Two years ago, Detlef Lohse and a team of physicists from the University of Twente devised a mechanism for crater formation by dropping metal balls in beds of sand. They found that the impact first throws sand outwards in a crown-shaped “splash”, leaving the ball to penetrate further into the surface and create a void. The pressure of the sand then forces the grains to fill the void, causing a vigorous jet of sand to shoot up from the centre (see related story: “Extraterrestrial impact created in the lab”).
The striking conclusion for the researchers was that this mechanism is very similar to what would happen in a liquid. This meant that, in certain circumstances, the well-established equations for fluid dynamics could potentially be used to describe poorly-understood granular systems such as sand. Now, however, Lohse and co-workers have gone one step further and found that the ambient pressure of the air above the sand is related to the height of the jet and the depth of penetration of the ball.
In a new set of experiments, they dropped 1.4 cm steel balls into a bed of sand 40 cm deep. But this time they put the entire apparatus inside a container that could be partially evacuated with an air pump, and attached a taut thread with markers to the balls so that the penetration depth could be read off easily.

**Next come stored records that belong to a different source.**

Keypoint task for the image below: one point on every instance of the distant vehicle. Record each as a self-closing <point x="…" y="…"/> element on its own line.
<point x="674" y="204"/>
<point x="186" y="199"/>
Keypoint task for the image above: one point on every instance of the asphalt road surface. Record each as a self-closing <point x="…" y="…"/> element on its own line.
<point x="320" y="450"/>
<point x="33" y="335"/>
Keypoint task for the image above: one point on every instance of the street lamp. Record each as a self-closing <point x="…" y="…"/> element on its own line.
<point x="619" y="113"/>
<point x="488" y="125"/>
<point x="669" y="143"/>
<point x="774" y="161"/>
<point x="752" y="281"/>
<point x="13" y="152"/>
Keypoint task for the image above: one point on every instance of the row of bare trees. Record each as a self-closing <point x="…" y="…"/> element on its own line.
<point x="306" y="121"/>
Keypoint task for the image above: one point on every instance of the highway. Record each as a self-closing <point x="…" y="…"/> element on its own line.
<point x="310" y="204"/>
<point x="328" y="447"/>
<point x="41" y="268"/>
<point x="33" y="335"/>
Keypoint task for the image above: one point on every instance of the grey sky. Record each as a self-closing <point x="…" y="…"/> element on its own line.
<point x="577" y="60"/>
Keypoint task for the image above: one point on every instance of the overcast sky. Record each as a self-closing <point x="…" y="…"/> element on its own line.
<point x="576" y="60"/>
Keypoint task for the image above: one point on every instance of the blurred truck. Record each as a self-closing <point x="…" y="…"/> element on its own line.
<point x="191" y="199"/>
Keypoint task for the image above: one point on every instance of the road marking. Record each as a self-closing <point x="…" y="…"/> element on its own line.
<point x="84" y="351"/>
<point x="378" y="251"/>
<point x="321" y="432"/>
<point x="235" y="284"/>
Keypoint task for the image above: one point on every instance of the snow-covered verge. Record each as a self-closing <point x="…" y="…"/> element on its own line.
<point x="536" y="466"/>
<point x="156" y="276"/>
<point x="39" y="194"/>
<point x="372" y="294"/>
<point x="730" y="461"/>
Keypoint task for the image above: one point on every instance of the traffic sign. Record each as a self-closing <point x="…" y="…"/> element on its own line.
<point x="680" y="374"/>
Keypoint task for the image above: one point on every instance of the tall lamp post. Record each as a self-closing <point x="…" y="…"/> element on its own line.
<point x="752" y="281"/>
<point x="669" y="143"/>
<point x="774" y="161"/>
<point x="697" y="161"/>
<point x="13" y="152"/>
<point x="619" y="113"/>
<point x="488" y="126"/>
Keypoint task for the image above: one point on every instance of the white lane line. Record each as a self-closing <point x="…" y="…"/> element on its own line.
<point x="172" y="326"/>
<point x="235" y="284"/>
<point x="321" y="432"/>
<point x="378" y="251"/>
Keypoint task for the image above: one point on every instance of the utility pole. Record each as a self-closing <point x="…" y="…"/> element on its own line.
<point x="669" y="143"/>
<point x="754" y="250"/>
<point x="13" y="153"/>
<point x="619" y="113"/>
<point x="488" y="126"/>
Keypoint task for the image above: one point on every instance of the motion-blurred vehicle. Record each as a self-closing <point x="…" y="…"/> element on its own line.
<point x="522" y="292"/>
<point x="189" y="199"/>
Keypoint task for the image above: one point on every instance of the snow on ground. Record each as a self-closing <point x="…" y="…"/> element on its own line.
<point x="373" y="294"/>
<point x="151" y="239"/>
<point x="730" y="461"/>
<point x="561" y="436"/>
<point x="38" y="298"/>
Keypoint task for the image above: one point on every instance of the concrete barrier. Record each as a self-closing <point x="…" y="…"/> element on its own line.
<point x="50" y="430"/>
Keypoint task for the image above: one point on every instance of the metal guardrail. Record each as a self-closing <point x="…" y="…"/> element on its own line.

With more air evacuated from the container, and hence less pressure, they discovered that the jet was less vigorous, and that the ball did not penetrate as deep. The researchers claim that this ties in with their existing mechanism: a lower pressure means there is less air surrounding the ball and the sand grains, thus increasing drag and making the sand behave less like a fluid. The net result is a shallower penetration, and a shorter jet. “It reveals the importance of air in fine granular matter,” Lohse told Physics Web.
Gabriel Caballero, a co-author of the study, said that the research could eventually have applications ranging from the design of space probes that have to land on other planets, to how powdered chemicals are mixed in pharmaceuticals. The team are now looking to investigate how the splash of the sand creates the ensuing crater.